PHOTO: Police Commissioner Bill Bratton (at podium) this week detailed the 2015 crime totals for the five boroughs. Photo Courtesy of NYPD
By Michael V. Cusenza
Though a spate of shootings closed out a year that saw more murders than the previous 12 months, 2015 shows the lowest yearly crime numbers ever in the modern CompStat era, according to Police Commissioner Bill Bratton.
In detailing on Monday the NYPD’s 2015 crime totals for the seven major index crimes—murder, rape, robbery, felonious assault, burglary, grand larceny, grand larceny auto—Bratton noted that overall index crime in the city fell by 1.7 percent when compared to 2014; and crime since Mayor Bill de Blasio took office in January 2014 has decreased 5.8 percent.
The past two years have seen record lows in several major crime categories, Bratton said. In 2014, the City marked the lowest murder and robbery rates in 50 years. Additionally, burglary and grand larceny auto were at their lowest levels in more than 50 years in 2015.
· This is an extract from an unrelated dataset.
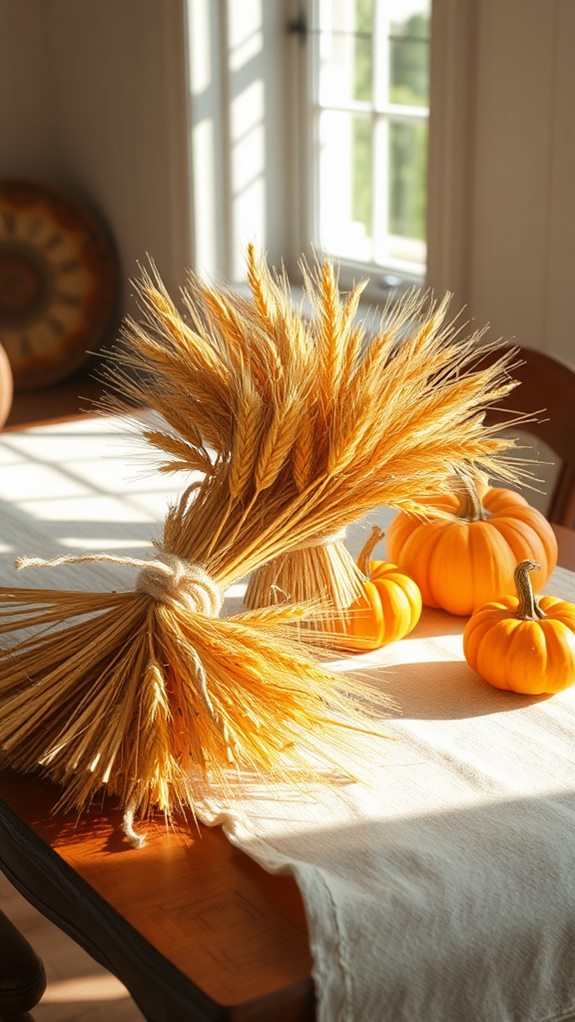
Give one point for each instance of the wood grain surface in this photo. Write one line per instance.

“At this point, 2015 marks the safest year in the modern history in New York City,” Bratton beamed. “Since 1993, we have experienced more than a seventy-five percent decrease in crime and an eighty-one percent decrease in murders. Today, we are practicing precision-policing focused on addressing the pockets of crime that remain, while exercising discretion in enforcement and reducing the number of enforcement encounters across the city.”
Bratton noted how shooting incidents in the five boroughs are predominately committed by those with criminal histories. In 2015, 84 percent of shooters arrested, 78 percent of homicide victims, and 79 percent of shooting victims had a rap sheet.
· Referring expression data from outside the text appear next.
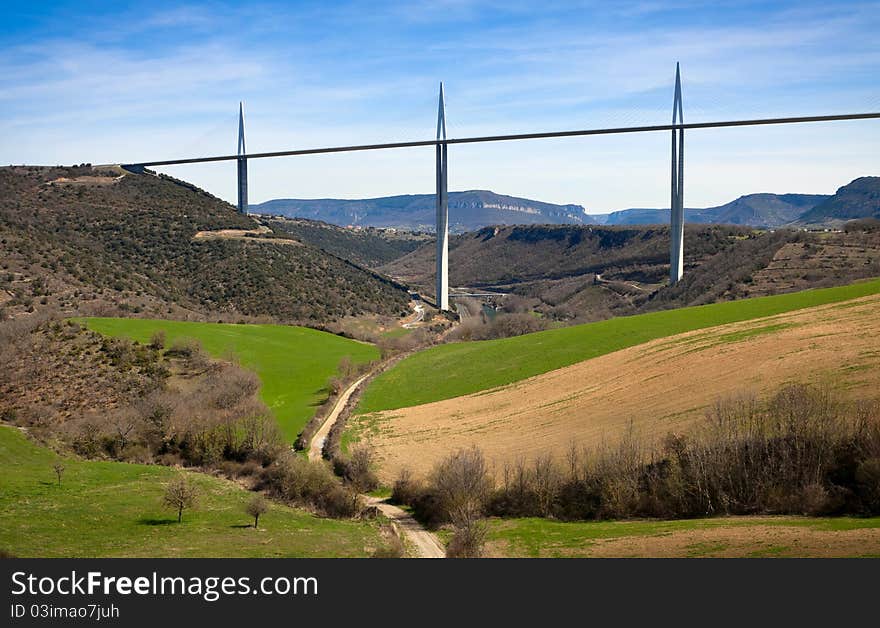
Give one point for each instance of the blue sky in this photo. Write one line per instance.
(114, 82)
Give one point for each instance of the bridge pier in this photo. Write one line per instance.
(242, 163)
(442, 260)
(676, 224)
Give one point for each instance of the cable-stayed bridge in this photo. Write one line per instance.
(441, 143)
Housing crime represented 5 percent of the city’s crime in 2015, and ticked up less than 1 percent overall from 2014, Bratton said. Transit crime represented 2 percent of the city’s total crime in 2015; although up 10 percent in 2015, transit crime is down 5 percent since January 2014. And three of five boroughs experienced a decrease in crime.
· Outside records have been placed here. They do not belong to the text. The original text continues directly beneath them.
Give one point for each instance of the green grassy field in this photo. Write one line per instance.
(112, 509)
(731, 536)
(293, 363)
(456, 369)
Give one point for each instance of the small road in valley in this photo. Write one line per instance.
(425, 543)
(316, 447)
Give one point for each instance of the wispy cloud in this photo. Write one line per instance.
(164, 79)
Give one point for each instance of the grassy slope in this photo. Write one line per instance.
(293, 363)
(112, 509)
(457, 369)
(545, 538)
Bratton characterized 2015 as “a very good year” for the department “in the sense, that it was a record year for tourism in this city – almost 60 million – a record year for Broadway ticket sales, a record year in terms of the special events that this department handled: the Pope, U.N. visit, also the most recent New Year’s Eve event, with all the concerns around the heightened issues of terrorism around the world – a very good year, in the sense of successful events.”